Sometimes it's useful to make a merged cache file (e.g., to reduce the number of cache files to commit in git, etc.).
A convenient pattern here is to use nested cache calls.
julia> using CacheVariables
julia> cache("fullsweep.bson") do
map(1:3) do run
cache(joinpath("cache", "run-$run.bson")) do
result = "time-consuming result of run $run"
return result
end
end
end
[ Info: Saving to cache/run-1.bson
[ Info: Saving to cache/run-2.bson
[ Info: Saving to cache/run-3.bson
[ Info: Saving to fullsweep.bson
3-element Vector{String}:
"time-consuming result of run 1"
"time-consuming result of run 2"
"time-consuming result of run 3"
julia> cache("fullsweep.bson") do
map(1:3) do run
cache(joinpath("cache", "run-$run.bson")) do
result = "time-consuming result of run $run"
return result
end
end
end
[ Info: Loading from fullsweep.bson
3-element Vector{Any}:
"time-consuming result of run 1"
"time-consuming result of run 2"
"time-consuming result of run 3"Note that only the fullsweep.bson cache file was used when loading.
Once this file is produced, the intermediate files (cache/run-1.bson, etc.) are no longer needed.
To use this pattern on a cluster (as in Using pattern 2 on a cluster), we need to make sure the outer cache is not formed until we have all the results.
This can be done as follows:
julia> using CacheVariables
julia> ENV["SLURM_ARRAY_TASK_ID"] = 2 # simulate run from SLURM job array
2
julia> SUBSET = haskey(ENV, "SLURM_ARRAY_TASK_ID") ?

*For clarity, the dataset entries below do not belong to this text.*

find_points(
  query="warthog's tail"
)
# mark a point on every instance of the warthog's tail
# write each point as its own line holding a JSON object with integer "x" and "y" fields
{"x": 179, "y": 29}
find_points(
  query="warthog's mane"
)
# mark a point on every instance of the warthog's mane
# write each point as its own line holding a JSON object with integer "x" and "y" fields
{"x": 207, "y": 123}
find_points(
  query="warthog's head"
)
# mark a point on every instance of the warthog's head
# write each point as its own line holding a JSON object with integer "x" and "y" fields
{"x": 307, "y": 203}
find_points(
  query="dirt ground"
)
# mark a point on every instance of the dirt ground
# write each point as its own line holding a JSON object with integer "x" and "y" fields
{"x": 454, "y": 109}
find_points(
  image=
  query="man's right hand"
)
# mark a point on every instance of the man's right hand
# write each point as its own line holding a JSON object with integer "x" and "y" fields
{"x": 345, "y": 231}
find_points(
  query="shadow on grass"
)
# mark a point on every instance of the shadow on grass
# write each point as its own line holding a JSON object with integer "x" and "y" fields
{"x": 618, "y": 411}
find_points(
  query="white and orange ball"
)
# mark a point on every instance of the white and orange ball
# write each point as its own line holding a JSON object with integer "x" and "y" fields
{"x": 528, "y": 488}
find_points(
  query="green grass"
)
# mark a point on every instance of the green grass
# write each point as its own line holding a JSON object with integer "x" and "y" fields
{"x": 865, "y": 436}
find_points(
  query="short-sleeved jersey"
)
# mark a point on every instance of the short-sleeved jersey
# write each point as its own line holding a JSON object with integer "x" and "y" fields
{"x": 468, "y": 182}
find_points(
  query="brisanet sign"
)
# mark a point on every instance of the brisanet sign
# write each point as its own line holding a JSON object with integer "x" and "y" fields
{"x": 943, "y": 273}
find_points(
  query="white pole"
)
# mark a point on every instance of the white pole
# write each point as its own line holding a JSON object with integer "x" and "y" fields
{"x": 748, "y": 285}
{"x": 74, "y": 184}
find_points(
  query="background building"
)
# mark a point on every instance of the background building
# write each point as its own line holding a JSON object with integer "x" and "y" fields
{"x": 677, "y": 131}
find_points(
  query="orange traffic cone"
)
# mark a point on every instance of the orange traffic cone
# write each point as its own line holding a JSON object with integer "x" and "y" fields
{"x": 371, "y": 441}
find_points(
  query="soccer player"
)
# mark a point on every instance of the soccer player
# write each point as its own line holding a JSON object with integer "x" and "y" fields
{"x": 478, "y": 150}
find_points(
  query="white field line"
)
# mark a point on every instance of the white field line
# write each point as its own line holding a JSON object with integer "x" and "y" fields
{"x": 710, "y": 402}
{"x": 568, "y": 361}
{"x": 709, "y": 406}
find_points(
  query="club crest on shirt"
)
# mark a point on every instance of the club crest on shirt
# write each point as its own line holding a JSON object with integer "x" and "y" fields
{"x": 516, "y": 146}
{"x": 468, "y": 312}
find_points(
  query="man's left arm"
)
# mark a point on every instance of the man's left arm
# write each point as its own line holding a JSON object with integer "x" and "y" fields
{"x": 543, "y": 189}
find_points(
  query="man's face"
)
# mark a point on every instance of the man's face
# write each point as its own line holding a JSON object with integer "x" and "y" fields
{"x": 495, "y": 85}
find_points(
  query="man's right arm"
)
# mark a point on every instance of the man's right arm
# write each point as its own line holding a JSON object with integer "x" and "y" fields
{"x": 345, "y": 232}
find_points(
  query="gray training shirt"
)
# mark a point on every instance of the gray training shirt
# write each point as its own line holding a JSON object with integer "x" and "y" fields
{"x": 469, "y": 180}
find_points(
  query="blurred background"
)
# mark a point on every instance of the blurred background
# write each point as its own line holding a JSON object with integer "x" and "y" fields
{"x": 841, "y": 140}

(IDX = parse(Int, ENV["SLURM_ARRAY_TASK_ID"]); IDX:IDX) : Colon()
2:2
julia> cache(SUBSET === Colon() ? "fullsweep.bson" : nothing) do
map((1:3)[SUBSET]) do run
cache(joinpath("cache", "run-$run.bson")) do
result = "time-consuming result of run $run"
return result
end
end
end
[ Info: No path provided, running without caching.
[ Info: Saving to cache/run-2.bson
1-element Vector{String}:
"time-consuming result of run 2"Note that the full cache was not generated here.